Historisches Foto

Niedrigwasser der Elbe von 1904 widerlegt die Klimaerwärmung nicht

19.08.2022, 13:54 (CEST)

Extreme Wetterlagen hat es auch in der Vergangenheit gegeben. Dennoch ist das kein Grund, die Klimaerwärmung anzuzweifeln. Zu einem Foto der Elbe in Dresden aus dem Jahr 1904 fehlt wichtiger Kontext.

Es ist längst wissenschaftlicher Konsens, dass sich das Klima auf der Erde erwärmt. Dennoch kursieren in den sozialen Netzwerken immer wieder angebliche Beweise, die das Gegenteil belegen sollen. Aktuell wird auf Facebook (archiviert) ein historisches Foto verbreitet, dass die Elbe in Dresden im Jahr 1903 zeigen soll. Menschen stehen in einem ausgetrockneten Flussbett vor einer Brücke. Daneben steht: «Schon krass dieser Klimawandel» (Zeichensetzung wie im Original). Es wird der Eindruck erweckt, dass extreme Trockenheit nichts mit der Klimaerwärmung zu tun habe, da es schon vor über 100 Jahren ähnliche Wetterlagen gab.

Bewertung

Das Foto ist echt - es zeigt die ausgetrocknete Elbe jedoch im Sommer 1904. Zudem fehlt wichtiger Kontext: Zwar hat es extreme Wetterereignisse wie lang anhaltende Trockenheit, Starkregen oder Hochwasser schon vor über 100 Jahren gegeben. Bestimmte Wetterlagen werden laut Prognosen durch die Klimaerwärmung aber immer häufiger und intensiver auftreten. Ein einzelnes Wetterereignis kann verschiedene Ursachen haben und ist kein Grund, den Klimawandel infrage zu stellen.

Fakten

Eine Bilderrückwärtssuche mit Google führt zu mehreren Berichten der «Sächsischen Zeitung» über das historische Niedrigwasser der Elbe in Dresden im Sommer 1904. Das Bild aus dem Sharepic ist unter anderem in einem Bericht vom 5. August 2015 zu finden. Es stammt laut dem Fotonachweis aus der Sammlung von Archivar Holger Naumann. Bei der Brücke, die im Hintergrund zu sehen ist, handelt es sich demnach um die Augustusbrücke in Dresden.

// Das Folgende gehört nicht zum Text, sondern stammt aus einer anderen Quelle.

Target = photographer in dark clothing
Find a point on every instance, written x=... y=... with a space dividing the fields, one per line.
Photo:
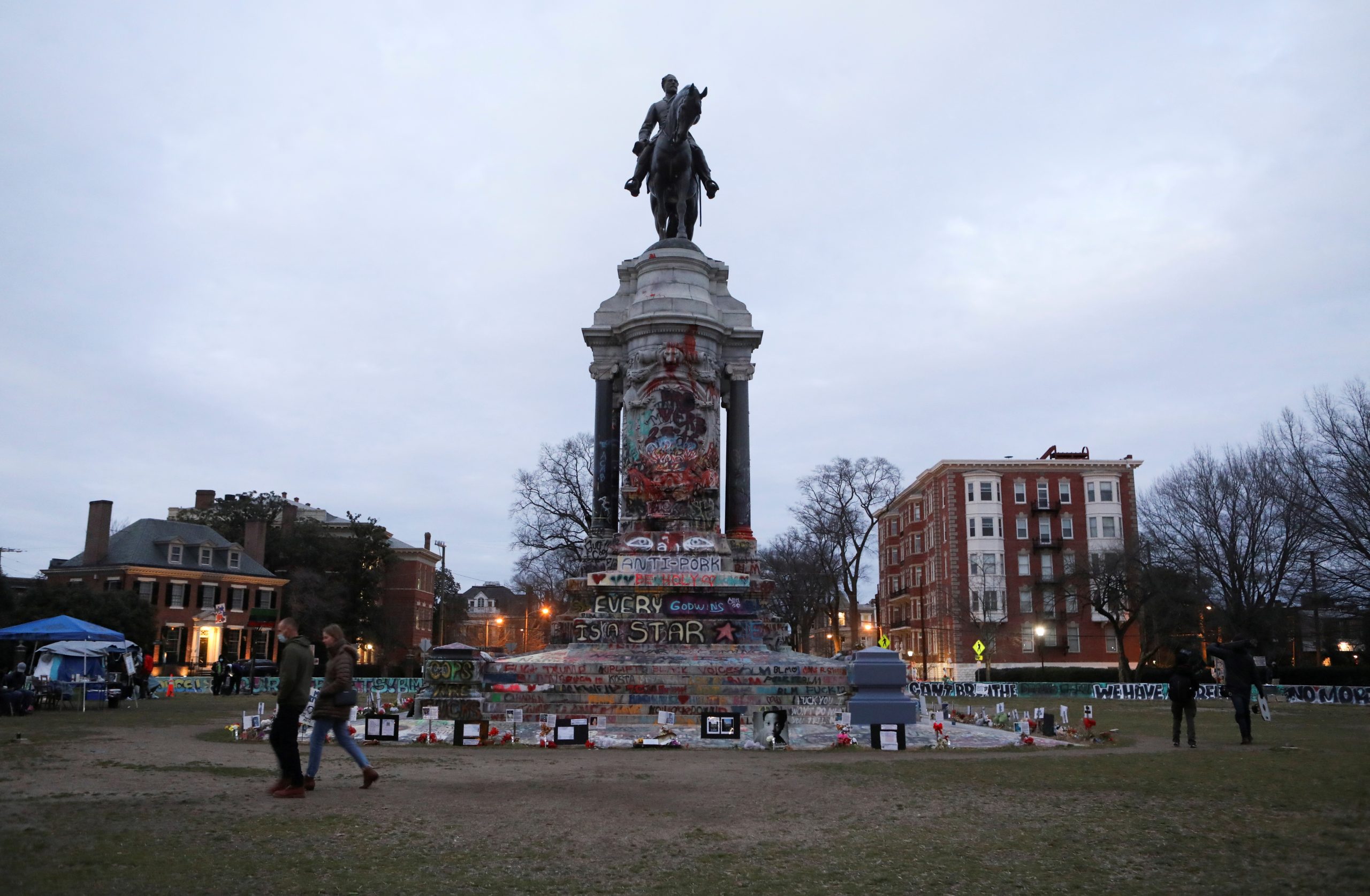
x=1183 y=687
x=1242 y=675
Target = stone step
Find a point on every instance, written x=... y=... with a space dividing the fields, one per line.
x=659 y=702
x=689 y=714
x=515 y=670
x=691 y=688
x=664 y=679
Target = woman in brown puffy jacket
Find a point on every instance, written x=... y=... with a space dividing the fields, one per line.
x=333 y=707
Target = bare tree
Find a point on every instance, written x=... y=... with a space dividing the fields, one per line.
x=1240 y=523
x=1329 y=454
x=840 y=502
x=805 y=572
x=552 y=513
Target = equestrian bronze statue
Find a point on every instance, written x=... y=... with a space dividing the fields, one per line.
x=672 y=162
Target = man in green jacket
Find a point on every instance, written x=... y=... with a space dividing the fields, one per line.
x=296 y=669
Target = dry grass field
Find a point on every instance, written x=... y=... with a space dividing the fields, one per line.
x=159 y=800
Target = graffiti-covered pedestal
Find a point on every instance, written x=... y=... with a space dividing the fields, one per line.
x=672 y=613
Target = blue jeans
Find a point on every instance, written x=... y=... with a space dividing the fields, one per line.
x=322 y=728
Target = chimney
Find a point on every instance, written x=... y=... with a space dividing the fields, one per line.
x=254 y=540
x=98 y=533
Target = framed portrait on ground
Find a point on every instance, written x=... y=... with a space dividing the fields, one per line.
x=573 y=729
x=470 y=733
x=381 y=726
x=887 y=736
x=721 y=726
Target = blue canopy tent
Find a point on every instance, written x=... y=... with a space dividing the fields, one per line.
x=67 y=629
x=59 y=629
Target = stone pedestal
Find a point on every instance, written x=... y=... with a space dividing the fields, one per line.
x=673 y=614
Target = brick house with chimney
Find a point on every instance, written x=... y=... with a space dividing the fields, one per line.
x=407 y=587
x=213 y=596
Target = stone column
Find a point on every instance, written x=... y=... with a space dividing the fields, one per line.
x=606 y=448
x=737 y=511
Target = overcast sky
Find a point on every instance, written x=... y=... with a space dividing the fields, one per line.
x=346 y=250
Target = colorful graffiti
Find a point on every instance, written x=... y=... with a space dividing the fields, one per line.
x=269 y=685
x=605 y=581
x=629 y=632
x=451 y=670
x=671 y=435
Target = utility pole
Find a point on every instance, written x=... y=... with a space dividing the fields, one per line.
x=442 y=621
x=923 y=631
x=1317 y=617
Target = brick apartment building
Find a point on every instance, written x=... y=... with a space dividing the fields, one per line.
x=213 y=596
x=502 y=619
x=992 y=550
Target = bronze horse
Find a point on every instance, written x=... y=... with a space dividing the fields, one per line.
x=673 y=182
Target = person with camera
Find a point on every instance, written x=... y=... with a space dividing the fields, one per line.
x=333 y=709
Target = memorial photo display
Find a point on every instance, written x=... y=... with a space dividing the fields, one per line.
x=887 y=736
x=721 y=726
x=573 y=729
x=383 y=728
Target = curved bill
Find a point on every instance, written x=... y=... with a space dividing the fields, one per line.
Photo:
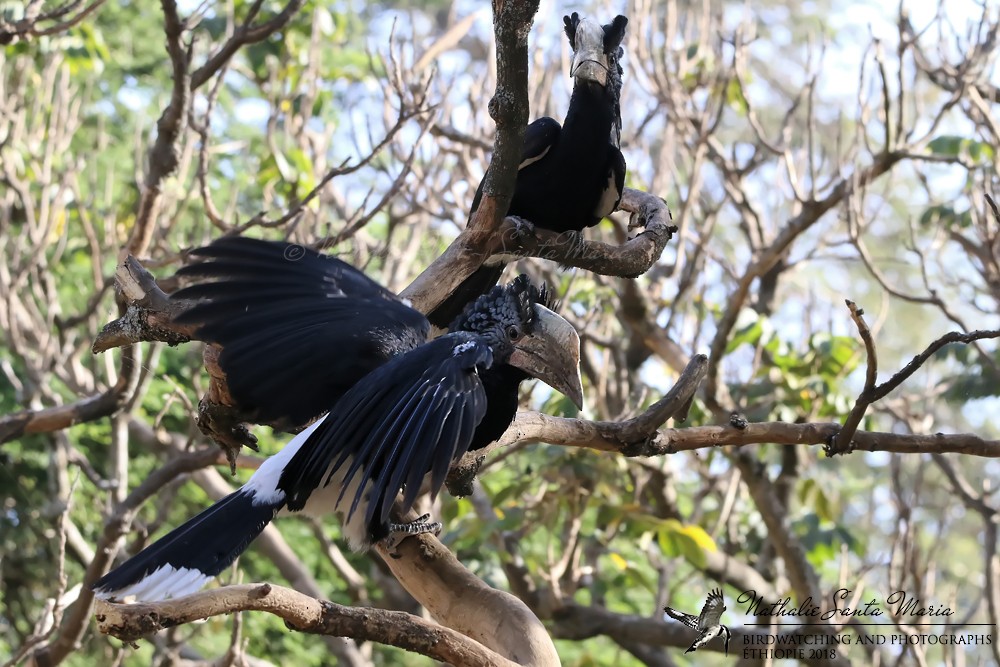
x=552 y=354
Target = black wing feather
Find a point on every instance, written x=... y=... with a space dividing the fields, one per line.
x=411 y=416
x=297 y=328
x=687 y=619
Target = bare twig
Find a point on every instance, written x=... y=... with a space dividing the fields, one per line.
x=871 y=393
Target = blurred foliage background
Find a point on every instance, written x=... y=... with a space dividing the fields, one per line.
x=744 y=118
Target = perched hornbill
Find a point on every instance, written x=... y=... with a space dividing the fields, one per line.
x=303 y=333
x=570 y=177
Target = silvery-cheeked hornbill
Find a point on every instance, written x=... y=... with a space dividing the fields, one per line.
x=303 y=333
x=570 y=177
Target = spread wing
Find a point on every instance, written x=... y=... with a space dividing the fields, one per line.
x=297 y=328
x=687 y=619
x=414 y=415
x=711 y=613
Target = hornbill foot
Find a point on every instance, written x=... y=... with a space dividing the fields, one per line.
x=736 y=420
x=831 y=449
x=515 y=236
x=400 y=531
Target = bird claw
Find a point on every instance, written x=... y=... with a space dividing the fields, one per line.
x=522 y=228
x=400 y=531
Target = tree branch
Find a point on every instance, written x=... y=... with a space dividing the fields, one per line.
x=245 y=34
x=842 y=441
x=300 y=612
x=628 y=260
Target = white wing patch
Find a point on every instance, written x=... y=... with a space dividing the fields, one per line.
x=161 y=584
x=264 y=483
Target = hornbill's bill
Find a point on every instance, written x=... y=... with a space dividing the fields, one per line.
x=302 y=333
x=570 y=177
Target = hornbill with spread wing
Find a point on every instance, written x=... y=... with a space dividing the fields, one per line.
x=570 y=176
x=302 y=333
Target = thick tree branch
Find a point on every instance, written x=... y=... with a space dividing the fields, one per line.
x=509 y=109
x=149 y=311
x=631 y=435
x=129 y=622
x=460 y=600
x=628 y=260
x=576 y=621
x=537 y=427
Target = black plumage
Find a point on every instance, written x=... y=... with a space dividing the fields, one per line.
x=571 y=176
x=327 y=337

Wie die «Sächsische Zeitung» berichtete, waren fehlende Niederschläge seit Mai 1904 und zugleich hohe Temperaturen die Ursache für die gesunkenen Wasserstände. Die Stadt Dresden nutzte demnach die Dürre im Jahr 1904 - nicht 1903 -, um das Flussbett auszubaggern und Brücken auszubessern. Zudem lockte das Wetterereignis Schaulustige an, die im Flussbett nach Wertsachen suchten oder unter der Brücke Karten spielten.

Es gibt historische Berichte über die damalige Situation an der Elbe. Ein Sprecher der Bundesanstalt für Gewässerkunde (BfG) bestätigte den Faktenprüfern von «Correctiv» und AFP, dass das Niedrigwasser 1904 tatsächlich aus einer sommerlichen Trockenheit sowie den damals noch fehlenden Wassereinflüssen von Talsperren resultierte. Grundsätzlich könne damals wie heute Niedrigwasser in einzelnen Gebieten das Ergebnis mehrerer sich überlagernder sowie regional unterschiedlicher Faktoren sein, erklärte der Experte.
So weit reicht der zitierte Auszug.